I want to bury him. And give him a funeral. Mom says okay. But then she went away.

He should be buried at the church at the end of my road. No one will go with me. I put Edgar in a shoebox and I’m going to bury him alone.




I woke up suddenly that night, holding on to a dream I had been having. It was one of those dreams where you incorporate a memory with your present, and then all manner of eclectic images and circumstances that had nothing to do with anything. I remember there was a walking house, a dead bird in a shoebox, and this girl Rosalie I used to know. She was always kind of weird. I think she worked at the library now.

I looked at my digital clock on the bedstand, which was just a mass of glowing red, owing to the fact that I didn’t have glasses on. I didn’t care enough to put them on. I figured it was probably three or so.

As I thought a little bit more about that dream, a few things became clearer. That shoebox with the bird... that had to have been Edgar. I hadn’t thought about it in a long time. I loved that bird. I don’t even know what kind it was. Maybe it was a finch or something.

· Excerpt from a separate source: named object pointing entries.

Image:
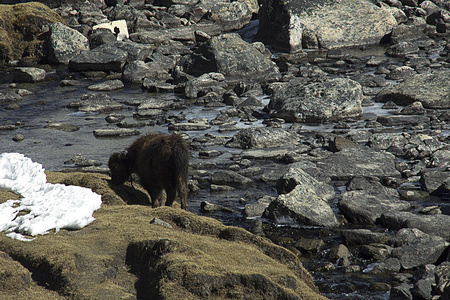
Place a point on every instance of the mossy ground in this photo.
(122, 255)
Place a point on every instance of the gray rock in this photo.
(63, 127)
(317, 102)
(375, 251)
(431, 89)
(401, 292)
(433, 181)
(189, 126)
(101, 36)
(296, 176)
(383, 141)
(439, 158)
(399, 120)
(115, 132)
(258, 208)
(80, 161)
(233, 57)
(363, 236)
(108, 85)
(422, 289)
(211, 207)
(65, 43)
(352, 162)
(160, 222)
(18, 137)
(267, 153)
(431, 224)
(359, 207)
(9, 96)
(415, 108)
(28, 74)
(423, 249)
(402, 49)
(289, 25)
(301, 205)
(95, 103)
(443, 278)
(203, 84)
(103, 58)
(184, 33)
(230, 178)
(259, 138)
(390, 265)
(230, 16)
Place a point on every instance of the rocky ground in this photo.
(361, 195)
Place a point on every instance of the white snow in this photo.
(45, 206)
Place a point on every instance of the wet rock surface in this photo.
(341, 156)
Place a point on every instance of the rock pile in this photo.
(388, 173)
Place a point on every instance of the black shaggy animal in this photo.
(162, 163)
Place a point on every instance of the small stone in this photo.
(158, 221)
(115, 132)
(28, 74)
(18, 137)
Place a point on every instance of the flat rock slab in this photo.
(258, 138)
(108, 85)
(113, 132)
(424, 249)
(430, 89)
(431, 224)
(317, 102)
(188, 126)
(351, 162)
(28, 74)
(65, 43)
(302, 205)
(362, 208)
(296, 24)
(102, 58)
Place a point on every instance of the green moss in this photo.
(122, 254)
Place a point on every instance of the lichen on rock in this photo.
(123, 255)
(21, 31)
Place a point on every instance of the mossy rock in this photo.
(123, 255)
(21, 31)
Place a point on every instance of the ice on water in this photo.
(48, 206)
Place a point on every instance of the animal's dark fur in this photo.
(162, 163)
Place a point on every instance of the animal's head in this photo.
(119, 165)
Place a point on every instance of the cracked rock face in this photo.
(300, 24)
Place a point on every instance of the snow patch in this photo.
(44, 206)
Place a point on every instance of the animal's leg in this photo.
(181, 189)
(156, 195)
(171, 194)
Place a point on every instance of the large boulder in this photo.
(351, 162)
(106, 57)
(417, 248)
(65, 43)
(21, 29)
(363, 208)
(293, 25)
(233, 57)
(430, 89)
(131, 251)
(303, 206)
(317, 102)
(431, 224)
(258, 138)
(296, 176)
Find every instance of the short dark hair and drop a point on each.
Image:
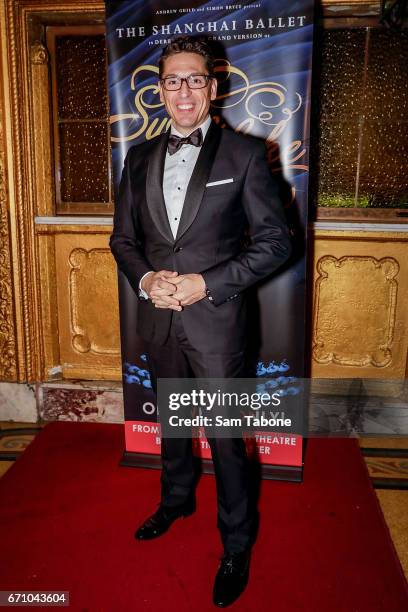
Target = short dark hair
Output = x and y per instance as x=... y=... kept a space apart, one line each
x=188 y=44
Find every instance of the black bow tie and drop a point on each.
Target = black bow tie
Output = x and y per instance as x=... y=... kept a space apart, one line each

I shook that memory out of my head, as it wasn’t one of the most pleasant days in my life. I was about to go back to sleep. I had just pulled the covers back over me.

Something slammed against my window. I cursed, loudly, and practically flew into a seated position. Flapping of wings, beating against the glass. A dim light of the moon cast rim lighting onto a darkish figure of what had to be a bird, freaking out at my window.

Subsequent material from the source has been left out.